この本は二部構成になっており、雰囲気ががらりと異なる。第一部は幼少期から事件前後について。客観的記述は少なく、思い入れの強い出来事などが、比喩を多用して書かれている。第二部はおもに社会復帰について。個別具体的な更生への段階、復帰にあたって就いた仕事についてなどが客観的な表現で書かれている。それぞれページ分量は同じぐらいだ。
最後には、事件の被害者遺族に無断で出版したことを謝罪する文章が付け加えられている。この本を本当に犯人が書いたとしても、書きたいことだけが書かれたものだ。非常に残酷な表現なども多い。

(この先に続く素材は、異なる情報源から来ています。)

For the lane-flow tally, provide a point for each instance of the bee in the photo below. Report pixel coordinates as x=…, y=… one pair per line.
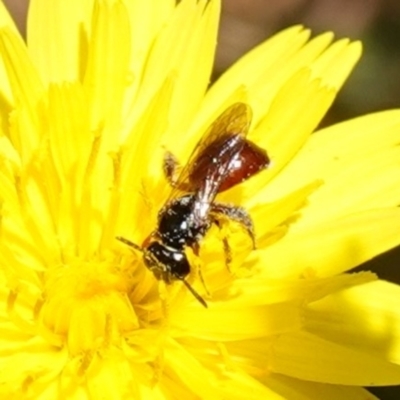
x=223, y=158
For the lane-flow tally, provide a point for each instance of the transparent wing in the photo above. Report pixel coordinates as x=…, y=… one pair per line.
x=209, y=162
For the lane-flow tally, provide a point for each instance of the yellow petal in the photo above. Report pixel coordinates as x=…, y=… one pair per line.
x=308, y=357
x=357, y=160
x=106, y=74
x=334, y=247
x=61, y=55
x=296, y=389
x=364, y=317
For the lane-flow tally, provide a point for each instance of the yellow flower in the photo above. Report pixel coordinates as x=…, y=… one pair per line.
x=89, y=107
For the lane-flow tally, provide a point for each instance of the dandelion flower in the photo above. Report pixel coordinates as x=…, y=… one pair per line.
x=89, y=106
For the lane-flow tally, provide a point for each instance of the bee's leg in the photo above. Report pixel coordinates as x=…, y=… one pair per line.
x=235, y=213
x=171, y=168
x=225, y=243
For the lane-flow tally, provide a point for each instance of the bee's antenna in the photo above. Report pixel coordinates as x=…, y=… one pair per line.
x=195, y=294
x=129, y=243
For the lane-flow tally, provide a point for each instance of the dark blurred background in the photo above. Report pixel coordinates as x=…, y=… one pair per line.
x=373, y=86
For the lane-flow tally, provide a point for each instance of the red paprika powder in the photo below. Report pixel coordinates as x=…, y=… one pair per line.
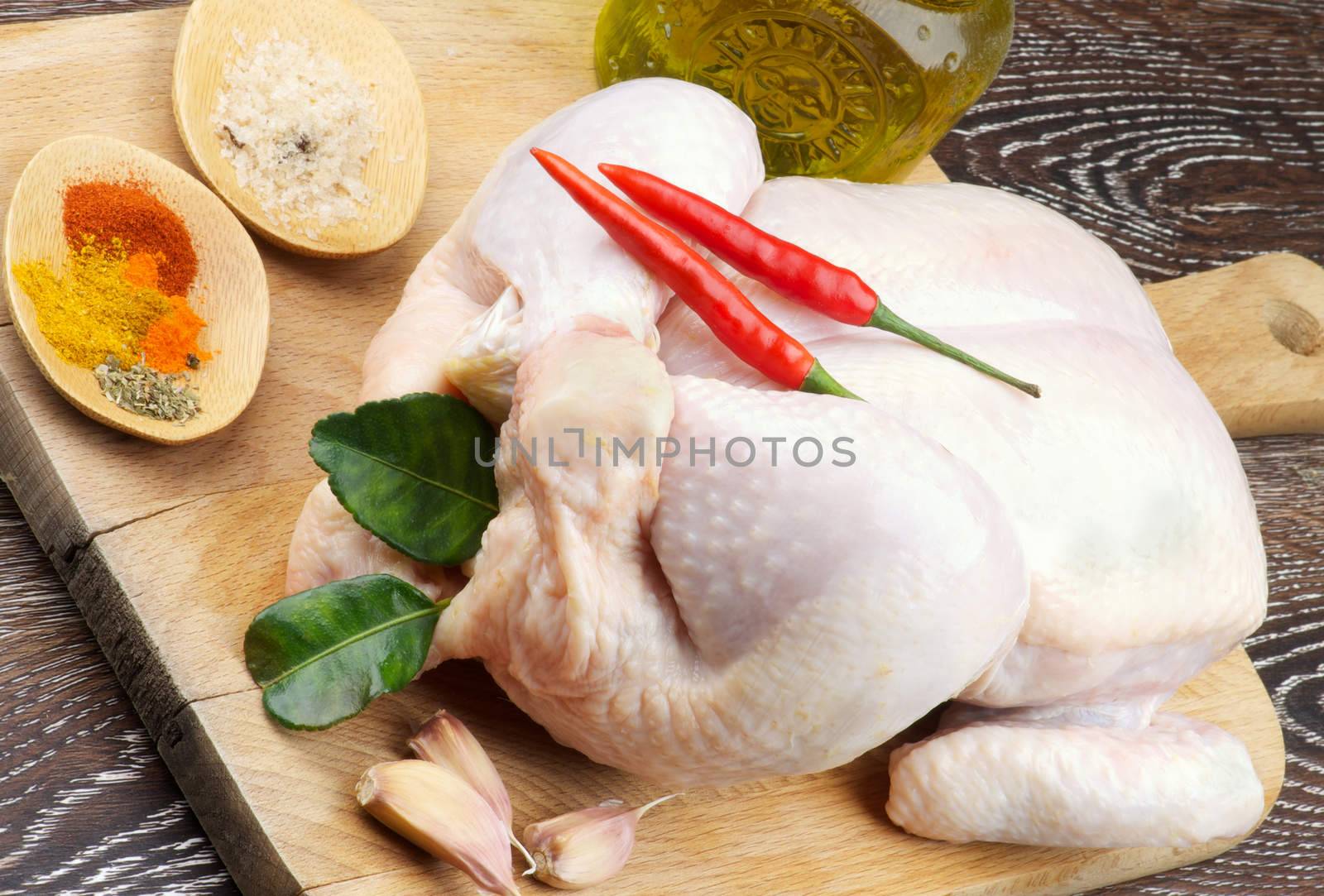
x=103, y=211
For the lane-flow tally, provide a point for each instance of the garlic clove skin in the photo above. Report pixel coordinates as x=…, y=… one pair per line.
x=584, y=847
x=448, y=741
x=436, y=810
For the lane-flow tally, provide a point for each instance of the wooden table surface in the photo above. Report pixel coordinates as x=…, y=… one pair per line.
x=1185, y=132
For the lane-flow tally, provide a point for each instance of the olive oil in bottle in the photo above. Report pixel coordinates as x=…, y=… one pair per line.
x=857, y=89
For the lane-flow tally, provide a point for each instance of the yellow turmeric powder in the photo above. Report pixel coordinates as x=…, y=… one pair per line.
x=92, y=311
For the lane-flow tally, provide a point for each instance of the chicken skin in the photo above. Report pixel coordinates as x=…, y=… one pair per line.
x=706, y=611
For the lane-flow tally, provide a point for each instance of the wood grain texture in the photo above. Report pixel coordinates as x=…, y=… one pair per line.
x=1274, y=55
x=229, y=290
x=1248, y=333
x=396, y=171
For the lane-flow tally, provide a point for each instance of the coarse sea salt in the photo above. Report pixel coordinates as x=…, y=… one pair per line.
x=298, y=128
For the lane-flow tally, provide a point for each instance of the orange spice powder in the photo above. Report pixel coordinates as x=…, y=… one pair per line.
x=172, y=339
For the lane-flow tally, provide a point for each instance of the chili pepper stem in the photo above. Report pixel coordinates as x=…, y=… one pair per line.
x=823, y=383
x=887, y=320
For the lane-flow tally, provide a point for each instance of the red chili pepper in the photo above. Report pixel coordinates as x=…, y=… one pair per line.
x=725, y=309
x=789, y=271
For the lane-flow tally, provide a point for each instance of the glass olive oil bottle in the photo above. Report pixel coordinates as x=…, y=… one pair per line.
x=857, y=89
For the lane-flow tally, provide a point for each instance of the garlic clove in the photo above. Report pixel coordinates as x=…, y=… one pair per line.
x=436, y=810
x=584, y=847
x=448, y=741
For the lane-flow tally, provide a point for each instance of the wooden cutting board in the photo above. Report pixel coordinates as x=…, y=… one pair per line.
x=170, y=551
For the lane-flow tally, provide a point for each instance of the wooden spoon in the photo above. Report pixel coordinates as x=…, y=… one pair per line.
x=397, y=167
x=229, y=290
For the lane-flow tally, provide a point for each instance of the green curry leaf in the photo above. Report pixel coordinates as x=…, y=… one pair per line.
x=324, y=654
x=408, y=470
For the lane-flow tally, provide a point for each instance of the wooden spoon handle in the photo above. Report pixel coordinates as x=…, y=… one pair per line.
x=1250, y=333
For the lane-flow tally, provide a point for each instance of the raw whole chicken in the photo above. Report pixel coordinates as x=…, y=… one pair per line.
x=1058, y=567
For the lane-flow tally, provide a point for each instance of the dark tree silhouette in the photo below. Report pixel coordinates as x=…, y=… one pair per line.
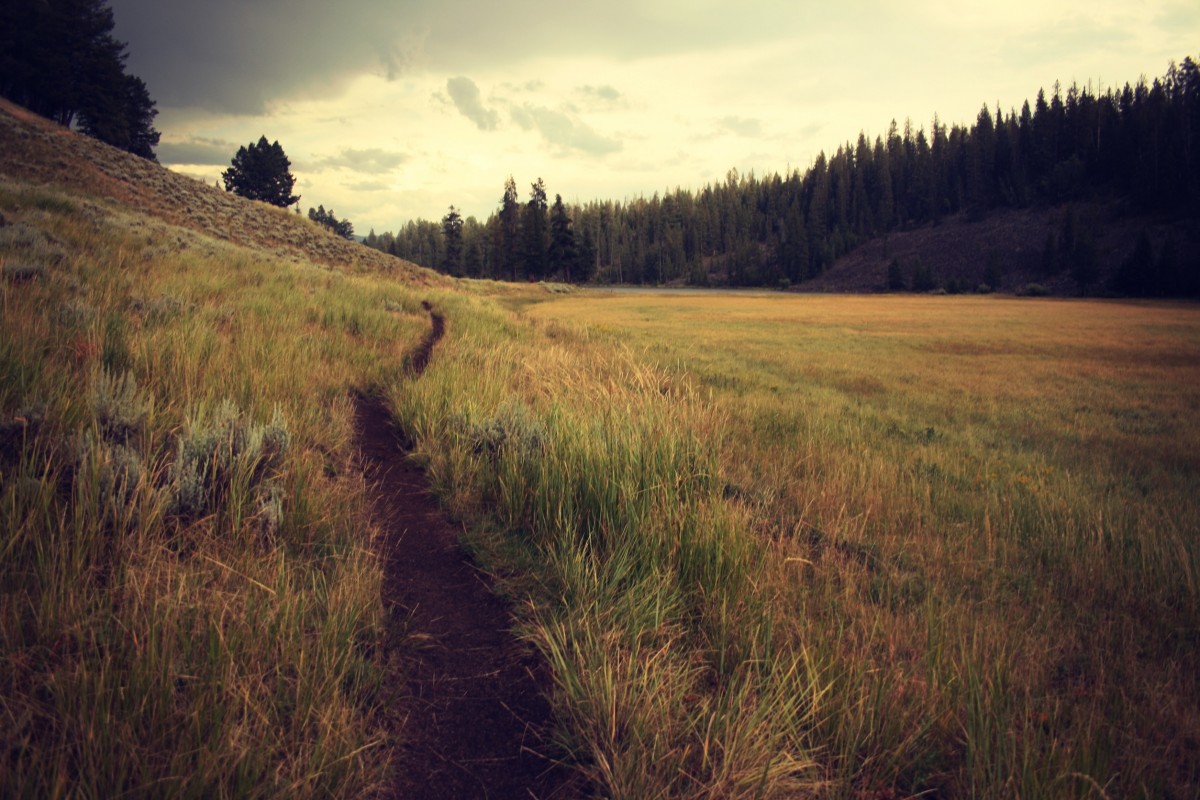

自分は彼と同じ年に生まれ、暮らしていた地域も近く、この事件に対する関心も大きかった。だけどそんなこととは関係なく、「自分にはほとんど何も分からないな」ということが本当によく分かった。
加害者や被害者やそれぞれの遺族のような、事件に近い「当事者」たちと、自分のような無関係の「それ以外の人」とは、遠く遠く離れた距離感がある。さらに、これだけ大きな事件だ。ただでさえ想像もできないことが多い上に、公表されておらず自分などには知ることができないことも多い。
「新聞やテレビ、数冊の本で事件について知っただけ」。ほとんどそんな状態でこういう物を読んでも、自分に考えられることは本当に少ないんだなと、改めて、強く理解できた。
その一方で自分は、「この事件が起こった社会に所属する人間」としては「当事者」だ。その当事者として考えたりしていくことは少なくないと思う。